While offensive players have 6 different stats just for different types of shots (finishing, volleys, long shots, shot power, penalties and free kick accuracy), there are only 3 stats in total that are defensive in nature, two of which are simply different types of tackles. This gives offensive players many more ways to bring up their average stats by working only on attacking stats, whereas defensive players are constricted largely to their three defense stats. This is not to mention that many of the other stat categories such as dribbling or pace have seemingly little use to defenders, as their job is mostly to simply clear threats by clearing the ball up the field or out of play.

This gives defensive players a rather linear and 1-dimensional way of play, at least in the frame of fifa stats. In reality, there are a number of players that break out of this frame, such as Trent Alexander Arnold or Virgil Van Dijk, both of which are renowned as excellent crossers/passers and frequently finish games with an assist or a key pass that leads to an attacking opportunity. However due to their low correlation coefficients, these stats do little to impact their overall. This leaves their overall stagnant, even though they are a significant boon to their team’s play. This is a fault of Fifa’s data collection. By giving these stats a low correlation coefficient, this undermines the player’s overall and value to a team.

Conclusion

So what does this mean for our original hypothesis, that offensive player overalls are inflated by a select few stats due to their high correlation coefficients, while a defensive player must be much more evenly spread across all stats in order to achieve a similar overall. Seeing that offensive players often had higher overall stats and more even spreads than their defensive counterparts, our original hypothesis was disproved.

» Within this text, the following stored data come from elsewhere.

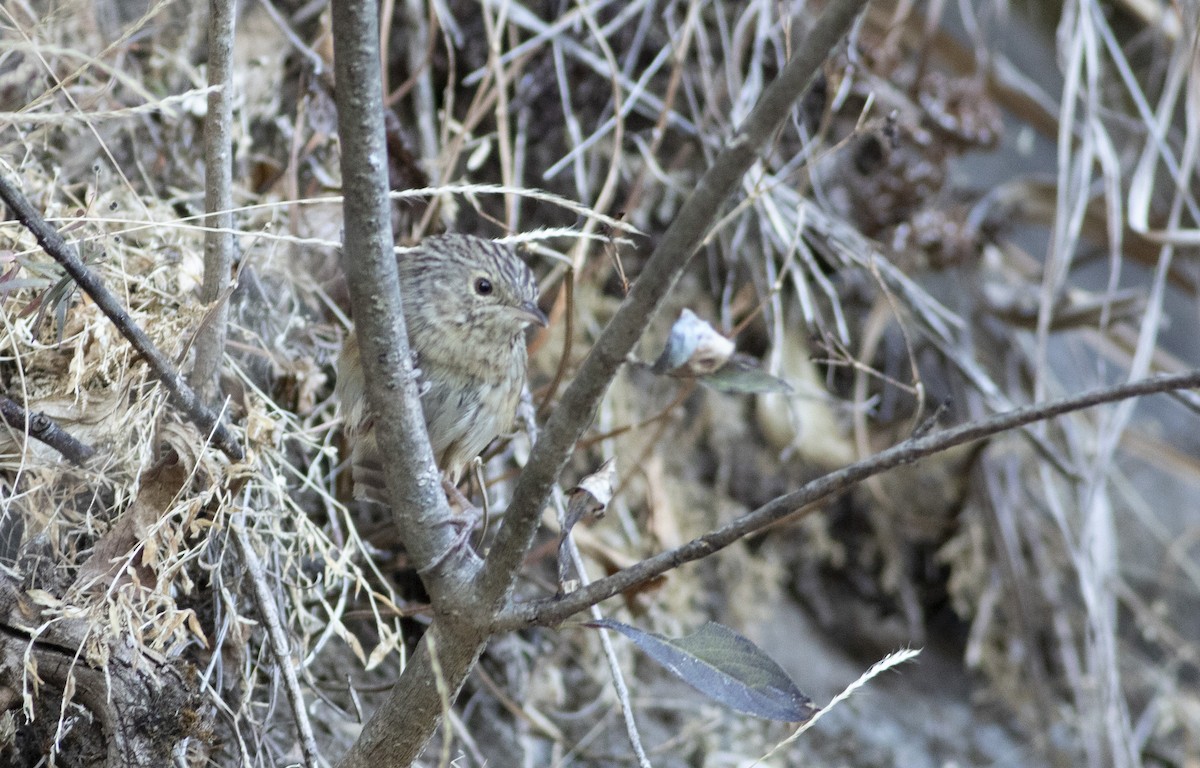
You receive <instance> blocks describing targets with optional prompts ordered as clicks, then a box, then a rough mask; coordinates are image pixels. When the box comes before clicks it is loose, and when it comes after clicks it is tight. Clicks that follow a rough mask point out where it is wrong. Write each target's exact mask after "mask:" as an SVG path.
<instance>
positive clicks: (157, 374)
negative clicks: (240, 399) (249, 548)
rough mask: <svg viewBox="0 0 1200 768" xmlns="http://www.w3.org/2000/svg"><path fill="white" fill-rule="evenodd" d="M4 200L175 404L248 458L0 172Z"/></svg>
mask: <svg viewBox="0 0 1200 768" xmlns="http://www.w3.org/2000/svg"><path fill="white" fill-rule="evenodd" d="M0 199H4V202H5V204H7V205H8V208H10V209H12V211H13V214H16V215H17V218H18V221H20V223H22V224H24V226H25V228H26V229H29V230H30V232H31V233H34V236H35V238H37V242H38V245H41V246H42V248H43V250H44V251H46V252H47V253H49V254H50V257H52V258H53V259H54V260H55V262H58V263H59V264H61V265H62V268H64V269H65V270H66V271H67V274H68V275H71V277H73V278H74V281H76V283H78V286H79V288H82V289H83V292H84V293H86V294H88V295H89V296H91V300H92V301H95V302H96V306H98V307H100V310H101V311H102V312H103V313H104V314H106V316H108V319H110V320H112V322H113V325H115V326H116V330H119V331H120V332H121V335H122V336H125V338H127V340H128V341H130V343H131V344H133V348H134V349H137V350H138V353H139V354H140V355H142V356H143V358H145V360H146V362H148V364H149V365H150V370H151V371H152V372H154V374H155V377H156V378H157V379H158V380H160V382H162V385H163V386H166V388H167V395H168V396H169V398H170V402H172V404H173V406H175V407H176V408H179V409H180V410H182V412H184V413H185V414H186V415H187V418H188V420H190V421H191V422H192V424H194V425H196V426H198V427H199V428H200V430H202V431H203V432H204V433H205V434H211V436H212V442H214V443H215V444H216V446H217V448H220V449H221V451H222V452H223V454H224V455H226V456H228V457H229V458H232V460H234V461H241V460H242V457H244V454H242V451H241V445H239V444H238V442H236V440H235V439H234V437H233V434H232V433H230V432H229V430H228V428H227V427H226V426H224V425H223V424H221V421H220V419H218V418H217V415H216V414H215V413H214V412H211V410H209V409H208V408H206V407H205V406H204V403H202V402H200V400H199V397H197V396H196V392H193V391H192V389H191V388H190V386H188V385H187V384H186V383H185V382H184V378H182V377H181V376H180V374H179V372H178V371H175V367H174V366H173V365H172V364H170V360H168V359H167V355H164V354H162V352H160V350H158V348H157V347H155V346H154V342H151V341H150V337H149V336H146V334H145V331H143V330H142V329H140V328H139V326H138V324H137V323H134V322H133V318H132V317H130V313H128V312H126V311H125V307H122V306H121V305H120V302H119V301H118V300H116V298H115V296H114V295H113V294H110V293H109V292H108V289H107V288H104V286H103V283H101V282H100V278H98V277H96V275H94V274H92V271H91V270H89V269H88V268H86V266H84V263H83V262H82V260H79V257H78V254H76V252H74V248H72V247H71V246H68V245H67V244H66V241H65V240H64V239H62V235H60V234H59V233H58V230H56V229H54V228H53V227H50V226H49V224H48V223H46V220H44V218H42V216H41V214H38V212H37V211H36V210H34V206H32V205H30V203H29V200H26V199H25V196H24V194H22V193H20V191H19V190H17V187H14V186H12V185H11V184H8V181H7V180H6V179H5V178H4V176H2V175H0Z"/></svg>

This implies an overall bias towards offensively-oriented players. It is much easier for an offensive player to improve their overall as long as they improve in their attacking stats, than it would be for a defensive player to improve their overall by working solely on their defensive stats. A player who is a perfect attacker, with a 99 in all stats in the attacking category and 0’s everywhere else, would have a SIGNFICIANTLY higher overall than a player who is a perfect defender with a 99 in defending stats and a 0 for everything else.

This data shows a rather disappointing lack of appreciation for the art of defense. This is a rather common precedent in the world of professional soccer, with there being 66 Ballon’D’Or awards since its inception in 1956, only 4 of which have ever gone to a defensive player. The world of soccer has created a very superficial idea of what it means to be a defensive player, deeming that their role is simply to defend. In reality, there is so much more depth in how they can contribute and create opportunities for their team. Fifa, as well as the soccer world in general, should recognize how much more defensive players have to offer than merely “defense”. Players like Marcelo, Trent Alexander Arnold and Virgil Van Dijk continue to push the envelope and show the world how much more a defender can contribute to a team than just keeping the ball away from the net. Overall ratings should reflect how much one can contribute to their team’s success, rather than simply fill a role/position. Dynamic players who fill multiple roles should be rewarded with a higher overall, not penalized for their inadequacies in one singular statistic.